The Christ on the crucifix above the bed seems at peace.
Hank. That’s what he asked to be called when the Comforter took him in. Hank, Henry Jablonski.
A good man, a good Catholic.
Hank Jablonski had sense, knew that he would most likely be alone for this—transition—and so he planned wisely and the money saved by years of frugality would take care of his earthly ending and what was left over would go to the church.
The chaplain of the Comforter, Father Witmer Tortosa, seated at the bedside, has talked with Father Kelso at St. Joseph the Worker, and knows the regard Hank’s parish priest has for this dying man. Hank was working class, bought a house on the GI Bill, married young: Laura, his high school sweetheart. Maybe the last generation to do all right without a college degree: Sold janitorial supplies and washroom cleaning services. Lost his wife to cancer when their only child was eight.
Mary was the daughter’s name.
Sad about Mary, tragic, but Hank accepted the will of God.
Hank Jablonski had faith.
Hank’s eyes are closed, his face placid, but his lips move.
Father Witmer Tortosa leans in closer.

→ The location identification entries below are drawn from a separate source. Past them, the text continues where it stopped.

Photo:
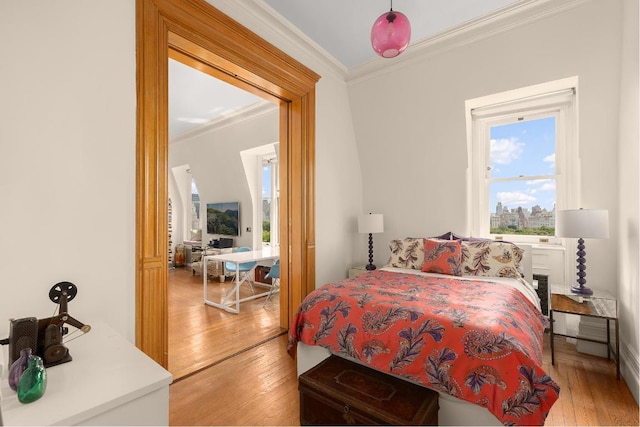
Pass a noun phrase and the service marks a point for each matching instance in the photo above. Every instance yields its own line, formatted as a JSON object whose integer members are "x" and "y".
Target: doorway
{"x": 220, "y": 148}
{"x": 200, "y": 34}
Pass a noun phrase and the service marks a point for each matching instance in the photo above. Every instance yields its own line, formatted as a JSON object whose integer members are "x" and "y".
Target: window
{"x": 270, "y": 200}
{"x": 195, "y": 226}
{"x": 523, "y": 158}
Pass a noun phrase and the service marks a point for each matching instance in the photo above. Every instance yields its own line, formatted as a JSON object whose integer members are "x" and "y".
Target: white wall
{"x": 68, "y": 109}
{"x": 217, "y": 167}
{"x": 629, "y": 188}
{"x": 412, "y": 141}
{"x": 410, "y": 132}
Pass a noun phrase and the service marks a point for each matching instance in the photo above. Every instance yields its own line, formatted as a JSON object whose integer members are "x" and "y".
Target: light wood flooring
{"x": 201, "y": 335}
{"x": 258, "y": 386}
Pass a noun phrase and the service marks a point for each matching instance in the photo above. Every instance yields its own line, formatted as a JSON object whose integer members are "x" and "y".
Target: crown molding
{"x": 260, "y": 18}
{"x": 505, "y": 19}
{"x": 264, "y": 21}
{"x": 250, "y": 112}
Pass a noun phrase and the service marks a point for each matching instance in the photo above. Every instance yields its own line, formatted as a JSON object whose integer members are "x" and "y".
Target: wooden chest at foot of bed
{"x": 339, "y": 392}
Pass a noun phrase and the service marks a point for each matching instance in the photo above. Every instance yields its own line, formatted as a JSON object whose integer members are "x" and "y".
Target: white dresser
{"x": 108, "y": 382}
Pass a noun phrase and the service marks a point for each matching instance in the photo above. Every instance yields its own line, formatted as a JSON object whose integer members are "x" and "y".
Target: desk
{"x": 600, "y": 304}
{"x": 228, "y": 301}
{"x": 108, "y": 382}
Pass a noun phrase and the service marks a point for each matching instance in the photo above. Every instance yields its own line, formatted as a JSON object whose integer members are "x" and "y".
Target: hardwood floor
{"x": 200, "y": 335}
{"x": 258, "y": 386}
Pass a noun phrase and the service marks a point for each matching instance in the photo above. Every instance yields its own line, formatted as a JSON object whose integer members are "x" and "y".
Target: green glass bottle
{"x": 33, "y": 381}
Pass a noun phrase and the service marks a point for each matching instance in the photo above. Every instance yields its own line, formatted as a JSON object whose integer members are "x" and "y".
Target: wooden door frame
{"x": 198, "y": 34}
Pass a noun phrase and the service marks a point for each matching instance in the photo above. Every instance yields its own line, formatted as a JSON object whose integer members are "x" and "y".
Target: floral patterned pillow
{"x": 491, "y": 258}
{"x": 407, "y": 253}
{"x": 442, "y": 256}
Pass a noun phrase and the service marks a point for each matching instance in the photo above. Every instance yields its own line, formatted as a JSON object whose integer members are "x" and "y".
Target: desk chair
{"x": 274, "y": 275}
{"x": 245, "y": 270}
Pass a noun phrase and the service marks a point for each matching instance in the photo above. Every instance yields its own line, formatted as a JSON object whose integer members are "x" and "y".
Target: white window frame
{"x": 275, "y": 198}
{"x": 558, "y": 98}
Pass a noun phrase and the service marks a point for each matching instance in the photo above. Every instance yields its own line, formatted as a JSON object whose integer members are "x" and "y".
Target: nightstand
{"x": 356, "y": 271}
{"x": 600, "y": 305}
{"x": 542, "y": 290}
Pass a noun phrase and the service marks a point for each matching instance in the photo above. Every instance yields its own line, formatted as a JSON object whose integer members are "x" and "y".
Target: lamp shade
{"x": 583, "y": 223}
{"x": 371, "y": 223}
{"x": 390, "y": 34}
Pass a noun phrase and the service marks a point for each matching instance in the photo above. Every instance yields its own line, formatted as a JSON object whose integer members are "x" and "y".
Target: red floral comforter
{"x": 478, "y": 341}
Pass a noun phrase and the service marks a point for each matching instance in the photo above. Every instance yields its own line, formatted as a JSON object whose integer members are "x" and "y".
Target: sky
{"x": 524, "y": 148}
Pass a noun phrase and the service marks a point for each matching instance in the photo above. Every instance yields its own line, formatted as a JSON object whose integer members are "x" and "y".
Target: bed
{"x": 456, "y": 316}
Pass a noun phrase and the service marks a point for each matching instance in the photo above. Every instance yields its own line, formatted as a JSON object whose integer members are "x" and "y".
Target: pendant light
{"x": 390, "y": 34}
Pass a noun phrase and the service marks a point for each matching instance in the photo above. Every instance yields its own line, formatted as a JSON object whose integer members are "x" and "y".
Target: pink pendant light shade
{"x": 390, "y": 34}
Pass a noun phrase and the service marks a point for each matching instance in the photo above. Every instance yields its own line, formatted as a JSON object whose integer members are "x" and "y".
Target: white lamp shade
{"x": 583, "y": 223}
{"x": 371, "y": 223}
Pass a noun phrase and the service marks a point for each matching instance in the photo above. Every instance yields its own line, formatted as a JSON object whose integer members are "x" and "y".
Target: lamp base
{"x": 582, "y": 290}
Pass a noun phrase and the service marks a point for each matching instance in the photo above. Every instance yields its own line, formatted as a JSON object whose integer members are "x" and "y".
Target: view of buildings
{"x": 523, "y": 221}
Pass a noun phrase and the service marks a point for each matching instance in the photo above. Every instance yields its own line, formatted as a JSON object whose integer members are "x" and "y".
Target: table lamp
{"x": 371, "y": 223}
{"x": 582, "y": 224}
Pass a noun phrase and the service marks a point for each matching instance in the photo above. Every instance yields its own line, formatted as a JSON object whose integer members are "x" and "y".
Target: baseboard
{"x": 630, "y": 368}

Hank’s breath is sweet, like flowers.
“Mr. … Hank?” Though he does not call Hank “my son”—the 33-year-old Father Witmer was ordained only two years ago—he feels the eternal connection of Holy Mother Church, that blessed assurance, that he and this man share.
They believe.
In an age of unbelief and disbelief and disdain of belief, they believe.
They believe in the Father and the Son and the Holy Spirit.

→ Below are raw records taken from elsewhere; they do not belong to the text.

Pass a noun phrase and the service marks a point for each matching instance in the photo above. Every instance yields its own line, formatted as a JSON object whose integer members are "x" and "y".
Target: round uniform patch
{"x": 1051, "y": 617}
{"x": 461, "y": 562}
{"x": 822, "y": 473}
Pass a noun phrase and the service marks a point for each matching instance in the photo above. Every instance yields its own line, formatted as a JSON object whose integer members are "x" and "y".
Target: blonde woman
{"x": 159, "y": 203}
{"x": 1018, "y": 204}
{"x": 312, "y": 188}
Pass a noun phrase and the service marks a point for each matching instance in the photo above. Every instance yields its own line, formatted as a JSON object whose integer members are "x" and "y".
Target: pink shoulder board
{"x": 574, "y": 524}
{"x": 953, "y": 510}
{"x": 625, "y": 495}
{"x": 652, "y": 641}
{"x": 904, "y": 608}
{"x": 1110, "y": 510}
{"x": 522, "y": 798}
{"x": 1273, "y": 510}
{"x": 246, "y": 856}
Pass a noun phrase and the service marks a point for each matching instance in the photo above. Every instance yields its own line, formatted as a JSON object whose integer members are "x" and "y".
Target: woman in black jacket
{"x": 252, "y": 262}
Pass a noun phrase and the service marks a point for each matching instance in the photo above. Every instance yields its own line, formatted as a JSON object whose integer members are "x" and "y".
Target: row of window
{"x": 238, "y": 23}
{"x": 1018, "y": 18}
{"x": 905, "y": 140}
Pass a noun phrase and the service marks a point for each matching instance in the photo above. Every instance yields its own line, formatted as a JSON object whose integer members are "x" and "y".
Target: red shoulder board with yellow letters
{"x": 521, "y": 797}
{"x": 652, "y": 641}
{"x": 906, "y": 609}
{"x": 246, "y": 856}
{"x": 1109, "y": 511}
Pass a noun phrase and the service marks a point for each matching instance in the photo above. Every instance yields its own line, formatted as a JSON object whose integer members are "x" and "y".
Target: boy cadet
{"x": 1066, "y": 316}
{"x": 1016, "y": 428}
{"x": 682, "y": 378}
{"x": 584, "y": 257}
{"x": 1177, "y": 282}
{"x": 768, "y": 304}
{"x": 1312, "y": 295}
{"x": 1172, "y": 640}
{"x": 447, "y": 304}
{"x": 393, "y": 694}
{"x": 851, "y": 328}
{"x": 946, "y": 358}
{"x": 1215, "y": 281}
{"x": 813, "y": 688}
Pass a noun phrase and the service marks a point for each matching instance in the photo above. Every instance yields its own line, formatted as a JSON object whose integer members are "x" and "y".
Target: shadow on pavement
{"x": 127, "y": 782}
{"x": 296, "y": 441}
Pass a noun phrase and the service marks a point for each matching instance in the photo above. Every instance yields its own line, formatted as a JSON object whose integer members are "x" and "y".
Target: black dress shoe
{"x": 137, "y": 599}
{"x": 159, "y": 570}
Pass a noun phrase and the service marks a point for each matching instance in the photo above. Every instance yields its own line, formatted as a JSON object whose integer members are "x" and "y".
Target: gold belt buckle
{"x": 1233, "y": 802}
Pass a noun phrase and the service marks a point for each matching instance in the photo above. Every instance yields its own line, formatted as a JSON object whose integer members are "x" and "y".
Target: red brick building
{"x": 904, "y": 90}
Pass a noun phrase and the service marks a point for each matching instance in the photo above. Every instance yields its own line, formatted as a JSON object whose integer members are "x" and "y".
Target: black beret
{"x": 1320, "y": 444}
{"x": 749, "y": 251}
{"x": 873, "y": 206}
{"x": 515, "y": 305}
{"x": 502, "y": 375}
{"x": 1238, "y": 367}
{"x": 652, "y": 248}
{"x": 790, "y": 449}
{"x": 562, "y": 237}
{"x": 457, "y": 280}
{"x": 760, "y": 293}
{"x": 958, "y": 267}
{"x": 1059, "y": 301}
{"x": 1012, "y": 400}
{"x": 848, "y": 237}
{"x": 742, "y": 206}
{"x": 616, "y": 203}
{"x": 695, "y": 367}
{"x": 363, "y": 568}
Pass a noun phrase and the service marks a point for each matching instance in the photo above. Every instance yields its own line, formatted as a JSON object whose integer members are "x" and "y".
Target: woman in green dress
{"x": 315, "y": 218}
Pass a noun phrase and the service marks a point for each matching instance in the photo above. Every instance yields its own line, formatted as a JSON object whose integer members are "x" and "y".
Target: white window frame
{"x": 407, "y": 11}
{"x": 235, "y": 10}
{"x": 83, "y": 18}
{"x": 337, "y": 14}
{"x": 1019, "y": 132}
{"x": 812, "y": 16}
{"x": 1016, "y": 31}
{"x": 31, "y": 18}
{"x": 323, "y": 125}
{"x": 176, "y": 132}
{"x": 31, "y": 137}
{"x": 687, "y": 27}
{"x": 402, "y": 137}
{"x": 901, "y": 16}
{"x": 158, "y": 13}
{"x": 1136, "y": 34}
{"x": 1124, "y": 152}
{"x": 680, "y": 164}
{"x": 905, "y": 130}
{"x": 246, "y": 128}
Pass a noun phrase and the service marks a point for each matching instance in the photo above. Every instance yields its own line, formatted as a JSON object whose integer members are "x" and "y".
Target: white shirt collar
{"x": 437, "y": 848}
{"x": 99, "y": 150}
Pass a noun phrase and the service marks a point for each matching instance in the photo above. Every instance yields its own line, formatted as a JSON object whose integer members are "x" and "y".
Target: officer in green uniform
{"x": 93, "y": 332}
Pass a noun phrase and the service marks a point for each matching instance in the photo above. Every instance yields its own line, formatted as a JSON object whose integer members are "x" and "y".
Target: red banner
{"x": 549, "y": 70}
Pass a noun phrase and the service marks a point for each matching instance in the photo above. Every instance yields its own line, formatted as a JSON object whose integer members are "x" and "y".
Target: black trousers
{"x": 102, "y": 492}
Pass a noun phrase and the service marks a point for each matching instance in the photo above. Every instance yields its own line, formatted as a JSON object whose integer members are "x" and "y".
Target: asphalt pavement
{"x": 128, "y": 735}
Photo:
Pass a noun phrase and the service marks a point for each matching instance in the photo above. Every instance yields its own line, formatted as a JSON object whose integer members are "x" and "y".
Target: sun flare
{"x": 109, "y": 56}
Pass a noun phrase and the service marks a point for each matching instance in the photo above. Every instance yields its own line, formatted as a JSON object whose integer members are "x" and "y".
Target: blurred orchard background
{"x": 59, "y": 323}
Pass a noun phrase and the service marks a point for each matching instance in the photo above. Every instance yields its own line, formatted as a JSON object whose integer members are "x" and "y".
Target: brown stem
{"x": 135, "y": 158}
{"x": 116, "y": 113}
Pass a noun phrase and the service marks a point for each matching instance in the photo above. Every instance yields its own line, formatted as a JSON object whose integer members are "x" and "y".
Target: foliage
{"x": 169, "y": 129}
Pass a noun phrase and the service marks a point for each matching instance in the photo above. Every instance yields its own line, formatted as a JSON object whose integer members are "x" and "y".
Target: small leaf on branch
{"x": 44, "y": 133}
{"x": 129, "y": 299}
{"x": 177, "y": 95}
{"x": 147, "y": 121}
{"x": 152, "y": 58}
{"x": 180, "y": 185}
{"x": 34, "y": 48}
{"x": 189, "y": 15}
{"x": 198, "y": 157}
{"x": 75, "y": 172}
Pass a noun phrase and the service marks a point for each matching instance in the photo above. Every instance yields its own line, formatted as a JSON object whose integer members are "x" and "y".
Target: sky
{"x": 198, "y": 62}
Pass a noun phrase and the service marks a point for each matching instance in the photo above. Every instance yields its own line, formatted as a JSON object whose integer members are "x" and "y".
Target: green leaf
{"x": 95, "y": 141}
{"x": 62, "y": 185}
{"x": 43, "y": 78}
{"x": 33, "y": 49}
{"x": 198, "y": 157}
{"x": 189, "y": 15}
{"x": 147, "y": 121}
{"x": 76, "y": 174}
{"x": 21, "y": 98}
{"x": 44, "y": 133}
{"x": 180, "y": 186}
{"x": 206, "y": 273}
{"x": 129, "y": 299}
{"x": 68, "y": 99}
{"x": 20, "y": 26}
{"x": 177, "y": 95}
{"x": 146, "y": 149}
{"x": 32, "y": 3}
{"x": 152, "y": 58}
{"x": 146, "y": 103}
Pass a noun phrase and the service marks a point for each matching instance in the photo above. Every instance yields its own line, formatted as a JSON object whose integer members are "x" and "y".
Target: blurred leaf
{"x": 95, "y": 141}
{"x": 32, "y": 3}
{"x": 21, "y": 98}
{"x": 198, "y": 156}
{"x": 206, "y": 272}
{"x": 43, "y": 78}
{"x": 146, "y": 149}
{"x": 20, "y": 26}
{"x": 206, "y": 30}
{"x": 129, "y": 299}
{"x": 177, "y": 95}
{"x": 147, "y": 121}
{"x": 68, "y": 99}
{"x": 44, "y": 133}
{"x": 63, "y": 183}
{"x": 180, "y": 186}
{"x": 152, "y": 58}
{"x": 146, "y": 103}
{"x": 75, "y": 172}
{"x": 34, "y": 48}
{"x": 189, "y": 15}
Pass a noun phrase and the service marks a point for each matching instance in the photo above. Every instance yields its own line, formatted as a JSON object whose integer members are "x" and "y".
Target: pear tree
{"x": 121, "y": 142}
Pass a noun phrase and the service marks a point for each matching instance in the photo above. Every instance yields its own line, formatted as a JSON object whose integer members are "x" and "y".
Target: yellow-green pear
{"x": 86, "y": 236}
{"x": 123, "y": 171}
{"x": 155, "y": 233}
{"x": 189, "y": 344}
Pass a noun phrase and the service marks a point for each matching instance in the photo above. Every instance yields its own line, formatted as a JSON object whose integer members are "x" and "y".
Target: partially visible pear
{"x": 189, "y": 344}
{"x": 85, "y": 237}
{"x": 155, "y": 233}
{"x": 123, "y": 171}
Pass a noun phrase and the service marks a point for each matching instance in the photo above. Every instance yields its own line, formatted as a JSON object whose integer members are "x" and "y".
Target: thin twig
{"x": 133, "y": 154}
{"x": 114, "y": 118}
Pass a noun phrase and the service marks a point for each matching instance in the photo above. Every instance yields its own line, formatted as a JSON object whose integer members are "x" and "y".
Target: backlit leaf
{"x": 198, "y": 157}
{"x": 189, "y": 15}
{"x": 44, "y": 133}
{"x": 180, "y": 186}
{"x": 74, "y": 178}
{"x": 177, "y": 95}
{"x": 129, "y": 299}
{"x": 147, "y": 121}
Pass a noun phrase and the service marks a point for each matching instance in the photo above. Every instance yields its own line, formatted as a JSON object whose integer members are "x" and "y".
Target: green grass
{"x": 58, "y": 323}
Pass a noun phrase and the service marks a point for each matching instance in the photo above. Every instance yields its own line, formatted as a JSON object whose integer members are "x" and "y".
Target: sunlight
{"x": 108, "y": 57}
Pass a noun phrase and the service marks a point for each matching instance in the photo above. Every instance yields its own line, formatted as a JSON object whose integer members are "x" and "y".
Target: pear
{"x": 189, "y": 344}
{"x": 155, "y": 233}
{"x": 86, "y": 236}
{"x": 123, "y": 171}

They believe in salvation.
They believe in prayer.
Yes, Father Witmer has sometimes doubted his own personal abilities, sometimes questioned not what God has asked of him, never that, but his own adequacy when he ha
s been summoned to do what a priest must, to ease the fears of the dying, to help them leave this world in a state of grace so that they might dwell forever with the Lord.
Father Witmer does not doubt: Blessed be the name of the Lord.

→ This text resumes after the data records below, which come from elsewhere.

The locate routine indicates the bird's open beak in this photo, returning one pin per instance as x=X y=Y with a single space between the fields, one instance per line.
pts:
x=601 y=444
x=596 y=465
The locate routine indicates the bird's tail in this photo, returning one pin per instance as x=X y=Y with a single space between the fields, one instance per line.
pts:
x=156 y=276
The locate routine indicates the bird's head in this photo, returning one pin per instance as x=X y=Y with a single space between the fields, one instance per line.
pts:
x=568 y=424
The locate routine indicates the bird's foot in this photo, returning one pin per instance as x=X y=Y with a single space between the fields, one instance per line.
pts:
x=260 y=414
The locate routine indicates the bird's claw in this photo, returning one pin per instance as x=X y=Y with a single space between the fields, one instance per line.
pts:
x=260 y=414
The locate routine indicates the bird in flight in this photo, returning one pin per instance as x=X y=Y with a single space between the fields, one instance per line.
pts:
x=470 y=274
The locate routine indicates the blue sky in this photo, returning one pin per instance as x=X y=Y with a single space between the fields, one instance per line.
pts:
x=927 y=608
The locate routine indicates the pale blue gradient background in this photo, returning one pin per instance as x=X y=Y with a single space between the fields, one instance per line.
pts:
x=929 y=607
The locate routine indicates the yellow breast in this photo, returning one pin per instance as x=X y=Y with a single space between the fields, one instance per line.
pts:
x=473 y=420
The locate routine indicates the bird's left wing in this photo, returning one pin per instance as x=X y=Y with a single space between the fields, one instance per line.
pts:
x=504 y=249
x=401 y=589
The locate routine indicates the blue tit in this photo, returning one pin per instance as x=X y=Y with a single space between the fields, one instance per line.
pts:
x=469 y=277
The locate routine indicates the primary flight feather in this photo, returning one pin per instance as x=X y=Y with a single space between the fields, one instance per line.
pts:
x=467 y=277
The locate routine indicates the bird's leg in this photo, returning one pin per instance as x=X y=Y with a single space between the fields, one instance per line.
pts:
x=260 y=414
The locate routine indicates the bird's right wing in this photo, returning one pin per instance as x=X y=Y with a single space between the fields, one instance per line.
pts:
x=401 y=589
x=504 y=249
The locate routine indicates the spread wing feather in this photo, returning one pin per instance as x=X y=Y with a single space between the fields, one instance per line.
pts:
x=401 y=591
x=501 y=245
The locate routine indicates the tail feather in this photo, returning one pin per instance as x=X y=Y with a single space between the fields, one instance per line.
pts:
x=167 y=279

“Hank?” Father Witmer touches Hank Jablonski’s shoulder, not expecting an answer, lucidity.
“Father Witmer.” Hank’s voice is quiet but does not seem weak or even for that matter old.
“I am here,” Father Witmer says.
“There were four Marys,” Hank says. “I don’t believe that was coincidence. I didn’t understand it then and do not fully understand it now. My daughter was Mary. There were other Marys …”
6:30 AM
Wednesday September 29, 1982
Elk Grove Village, Illinois
She wakes with a scratchy throat and a sniffily nose. She does not want to stay home from school. She likes school.
Her mom talks sense. She needed to stay home today, really, so she can nip this in the bud and besides, she doesn’t want to infect others.
You’re not being a friend when you share your viruses, her father says. Stay in your pajamas, kiddo, watch some Love Boat reruns. Drink lots of OJ. Take a Tylenol.
And she reluctantly says okay and next thing you know, there’s a heavy thump and her father finds her unconscious on the bathroom floor.
The paramedics are damned good. If there had been a way to save her, they’d have saved her.